While Internal Developer Portals have been a key component in the DevOps and SRE fields for years, it’s less well known that software engineers as a whole have a lot to gain from gaining access to this vital tooling. For those who aren’t familiar, an IDP provides everything from predefined dashboards to flexible queries on top of your most important data from running infrastructure, applications, software development practices, cloud costs, and much more, by connecting to all of these components and services directly, and organizing that data into knowledge.

So what can software development teams that focus more on application development than keeping everything running gain from an IDP? While talking to as many software developers as we can as we’re building configure8 (and using the product ourselves), we’ve come up with a long list of benefits, but we’d like to share three with you today that we think are very compelling: relieving on-call stress, deploying software with more confidence, and easily onboarding new team members. If your teams are anything like the ones we’ve encountered in our careers, we’re sure you’d appreciate a little bit of help with each of those – we’ll dig into how an IDP can help with each of those below.

First, on-call stress. We all know how bad it can be, and we’re very encouraged to see the beginnings of a real sea change in the industry in terms of the expectations of on-call developers, and their limits. But until the perfect software development process is finally available to us, one thing is for sure: someone is going to be on-call. One of the most stressful aspects of being on-call is finding context. When you’re dropped into the middle of a fire after getting paged in the middle of the night, you are stressed out because you know you’re going to waste a lot of energy just trying to figure out what’s going on. What’s broken? What’s not working properly? You have to log into several dashboards with drastically different interfaces just to get started. When you have an Internal Developer Portal that is already collecting your data and presenting it for you in pre-defined screens that you customize, you only have to open one screen. You only have to look in one place, not ten to find out what’s going on.

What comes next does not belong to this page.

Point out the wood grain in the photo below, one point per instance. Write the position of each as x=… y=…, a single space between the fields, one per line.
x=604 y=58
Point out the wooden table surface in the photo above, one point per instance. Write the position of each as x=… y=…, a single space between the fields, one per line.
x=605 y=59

And once more, once you’ve found what you’re looking for, you’ll be able to link directly to deeper information about the service or infrastructure that needs help now, not in an hour when you’ve finally figured out what is going wrong.

A closely related stress and anxiety filled process to on-call rotations in modern development teams is that of deploying updates to applications, particularly those that are composed of a number of interconnected internal and external services – sound familiar? Being able to deploy quickly and with confidence is now well known to be the cornerstone of a successful, high-functioning software team. So how can an IDP help? When you have deep insight into all of the moving parts that compose your complex application, when you only have one source of truth to consult regarding the health and well-being of your infrastructure, you start off on much better footing than you ever could without it. IDPs give you a grounded sense of confidence because you know that you’re only ever a few clicks or simple queries away from gathering all of the intelligence necessary to know that if something goes wrong, you’ll be able to get to the bottom of it very quickly.

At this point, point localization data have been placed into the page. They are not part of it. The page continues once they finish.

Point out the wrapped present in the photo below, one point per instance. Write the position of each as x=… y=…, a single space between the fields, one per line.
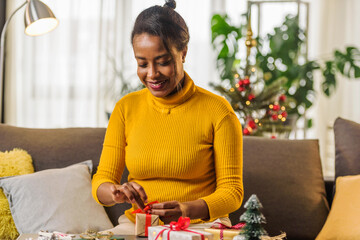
x=223 y=232
x=178 y=231
x=144 y=219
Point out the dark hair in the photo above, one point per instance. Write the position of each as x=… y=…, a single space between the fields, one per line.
x=164 y=22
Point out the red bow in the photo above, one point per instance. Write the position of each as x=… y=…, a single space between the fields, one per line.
x=222 y=226
x=146 y=209
x=181 y=225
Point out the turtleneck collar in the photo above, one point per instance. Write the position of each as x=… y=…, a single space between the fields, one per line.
x=177 y=98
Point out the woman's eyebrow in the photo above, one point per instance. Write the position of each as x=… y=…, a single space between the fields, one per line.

Our final software development team benefit may seem a little out of place with the other two, but in fact it’s also closely related – beyond shipping new software and keeping things running even when it seems like things are going sideways, one of the most ubiquitous activities among development teams is hiring and onboarding. When new members of your team start working alongside you and getting to know your system, how do they do it? Do they have to consult wikis, ask very specific people in very specific slack rooms how to do very specific things? Or do they have one place to log into that contains organized, deeply linkable, queryable knowledge about the entire running system and all of the activities that go into it? If your process is more like the former, and you’d like it to be more like the latter, then an IDP might be a good fit for your team too.

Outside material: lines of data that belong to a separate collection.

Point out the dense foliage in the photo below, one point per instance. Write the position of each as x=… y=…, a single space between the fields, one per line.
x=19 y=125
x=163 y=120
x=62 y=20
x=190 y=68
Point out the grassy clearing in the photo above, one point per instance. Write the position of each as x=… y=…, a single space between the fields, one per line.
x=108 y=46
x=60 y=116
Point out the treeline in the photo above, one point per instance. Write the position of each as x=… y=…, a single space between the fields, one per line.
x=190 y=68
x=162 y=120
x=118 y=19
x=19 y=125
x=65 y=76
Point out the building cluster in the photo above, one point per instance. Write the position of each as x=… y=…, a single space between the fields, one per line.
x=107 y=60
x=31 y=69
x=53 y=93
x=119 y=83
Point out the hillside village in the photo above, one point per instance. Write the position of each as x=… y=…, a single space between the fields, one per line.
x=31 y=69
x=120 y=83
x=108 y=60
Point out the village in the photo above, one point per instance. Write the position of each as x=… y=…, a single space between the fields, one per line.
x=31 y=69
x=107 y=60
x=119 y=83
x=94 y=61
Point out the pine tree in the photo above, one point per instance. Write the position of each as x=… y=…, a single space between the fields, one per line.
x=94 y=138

One of the most interesting trends that we’ve seen in developer tooling in the past 10 years is the cross-pollination of tools and processes between formerly siloed software development fields. DevOps teams are using source control, software development teams are taking security seriously, and even designers are treating their work like software. In terms of what’s next for software developers and tooling they can adopt to ship confidently, be more effective on-call when things go wrong, and help growing teams stay on top of rapidly changing infrastructure, we think IDPs are a compelling solution worth looking into.